By the time Morris and Child-Lanning were contemplating a follow-up album, Weirs had expanded into a performing band. So they decided to make one of those “cabin records,” decamping to the old Diamond Grove dairy farm owned by Child-Lanning’s family in rural Virginia.
They would start most days with a walk in the woods, recording sounds. Then they’d play some tunes on the porch after lunch and move indoors for evening recording. Among the places they recorded was the farm’s silo, which offered amazing reverb.

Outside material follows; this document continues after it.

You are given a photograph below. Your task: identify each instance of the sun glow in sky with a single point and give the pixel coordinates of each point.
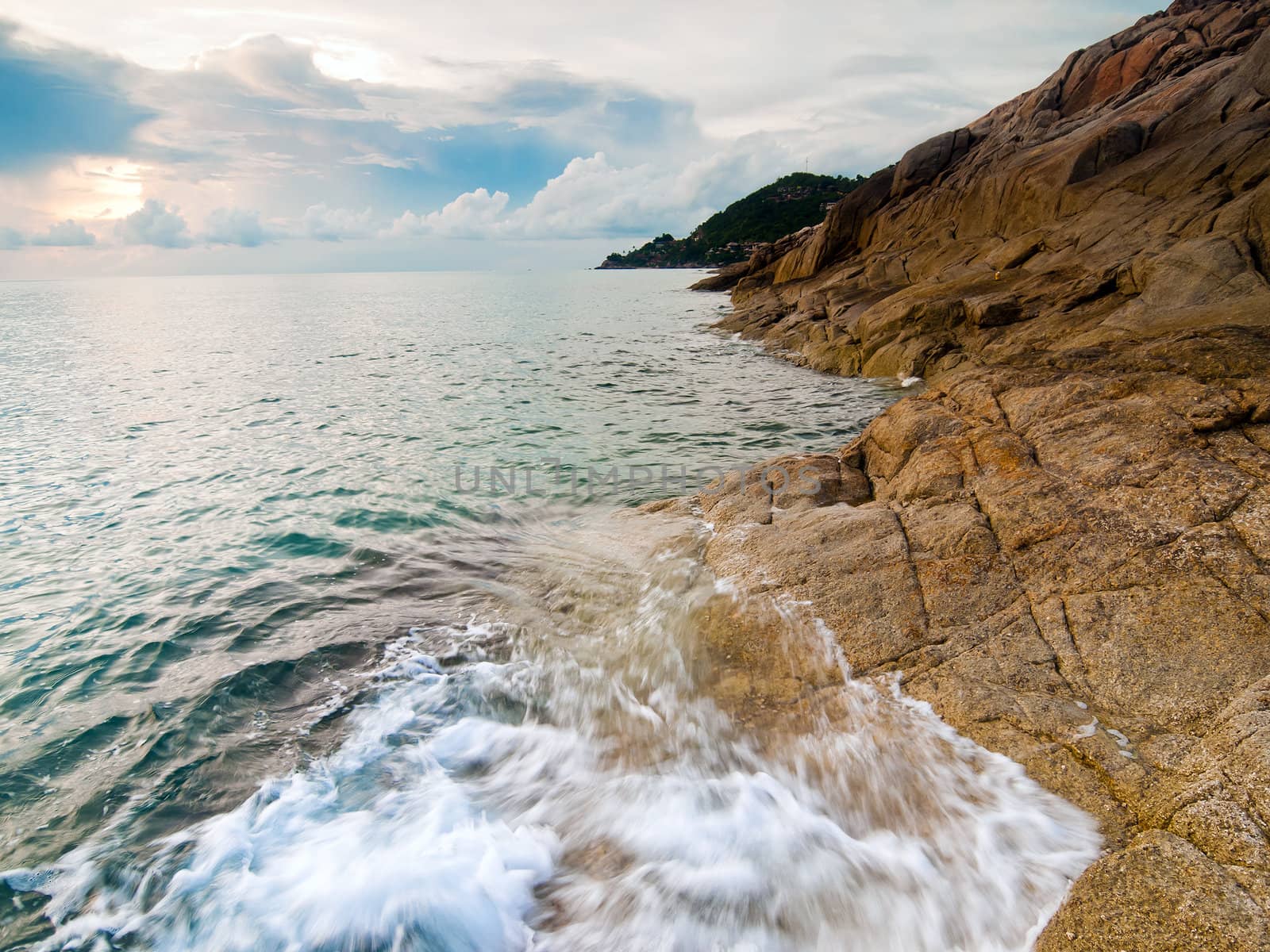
(146, 137)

“That silo is honestly what drew us to the farm, because it sounds so cool in there,” said Child-Lanning. “First instinct when you go into a space like that is to clap your hands or sing something, so you’ll hear it come back to you. The sound of a space, the character that leaks through, is an obsession of ours. That’s a large part of the charm of old archival recordings.”
The album’s key stretch is side two’s three tracks on the vinyl version. It begins with “(A Still, Small Voice),” a nervous-sounding instrumental made with fiddle, banjo, harmonica and sheet metal. That leads into a 20-minute version of the love-story epic “Lord Bateman,” followed by a closing a cappella “Doxology (II).”
“‘Lord Bateman’ really is the heart of the album,” said Child-Lanning. “We started playing that one on a Magic Tuber Stringband tour a few years back, adding more and more to it, and over the course of about two weeks it just got longer and longer. We thought about cutting some verses for recording, but no. Gotta do the whole story.”
Diamond Grove comes with impressively detailed liner notes laying out inspirations and source material for various songs, like noting which stretch of highway Child-Lanning was traveling while recording samples from his truck radio (US-21 crossing the Roaring Fork River). As for Weirs’ next act, that’s hard to predict.
Everyone in Weirs plays in multiple bands, most of which will release new records this year. But the a cappella songs bookending this album, “I Want to Die Easy” and “Doxology (II),” might point the way to the future — unaccompanied singing in the sacred harp tradition.
“It feels like I’m hearing a lot of choirs in recorded music lately,” Child-Lanning said. “A zeitgeist thing. I’m interested in assembling a group to sing. We’re playing some festivals this summer, and that usually starts the gears turning. We’ll see where it goes.”